Listeners of Chicago’s classical music station, WFMT-FM, have long found comfort in the playlist of Bach, Beethoven, Brahms and other centuries-old compositions by the male titans of European music. But comfort often leads to stagnation. That’s why, in its wisdom, WFMT hired LaRob K. Rafael (MUS ’15) as its weekend morning host and producer. Rafael brings a breath of fresh air to the musical rotation as he adds new and underexplored composers and performers from underrepresented groups to the mix.
On one Sunday, listeners were treated to the artistry of African American women with Chicago-based violinist Caitlin Edwards playing her own arrangement of the spiritual “Faithful,” Lara Downes interpreting jazz pianist Hazel Scott’s “Peace of Mind,” and contemporary violinist and composer Jessie Montgomery’s “Peace,” played by Black clarinetist Anthony McGill and Taiwanese pianist Gloria Chien. The sentiment of these pieces was entirely intentional.
Rafael, a bass-baritone singer who performs with Chicago’s William Ferris Chorale, also acts as the artistic director of Hearing in Color, a Chicago-based organization dedicated to bringing historically excluded music, stories and composers into musical spaces.
“I think it’s a myth that communities of color do not like classical music or can’t access classical music,” Rafael says. “I think the problem is we don’t see ourselves reflected enough in classical spaces. So, Hearing in Color is the stage for a Latina to tell her story about how she grew up listening to mariachi with her grandfather and how that affected the way that she listens to and appreciates classical music. It’s for the Black person who grew up in church and knows spirituals like the back of their hand, and that affected the way that they experience classical music.”
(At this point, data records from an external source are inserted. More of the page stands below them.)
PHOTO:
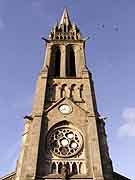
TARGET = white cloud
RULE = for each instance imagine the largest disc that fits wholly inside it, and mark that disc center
(1, 24)
(128, 126)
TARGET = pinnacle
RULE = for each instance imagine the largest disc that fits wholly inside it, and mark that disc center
(65, 18)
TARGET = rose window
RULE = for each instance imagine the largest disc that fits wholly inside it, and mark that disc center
(64, 142)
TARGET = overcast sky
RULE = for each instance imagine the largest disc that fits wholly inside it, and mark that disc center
(110, 51)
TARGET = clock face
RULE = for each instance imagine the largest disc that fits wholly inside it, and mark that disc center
(65, 109)
(64, 142)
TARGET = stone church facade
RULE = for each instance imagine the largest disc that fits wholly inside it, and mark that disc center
(64, 137)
Among the events Hearing in Color has mounted are “Kababayan: A Celebration of Filipino Identity,” featuring performances from singers, poets, comedians and others, and “Undying Love,” a chamber opera by Steve Wallace, an award-winning African American singer and composer from Chicago.
“What I hope to do as a young, Black connoisseur of classical music is to continue to change its static culture,” Rafael says. “It has been the same for a very long time, but that’s not the case for the music. It has been changing. I want to be an amplification for that change.”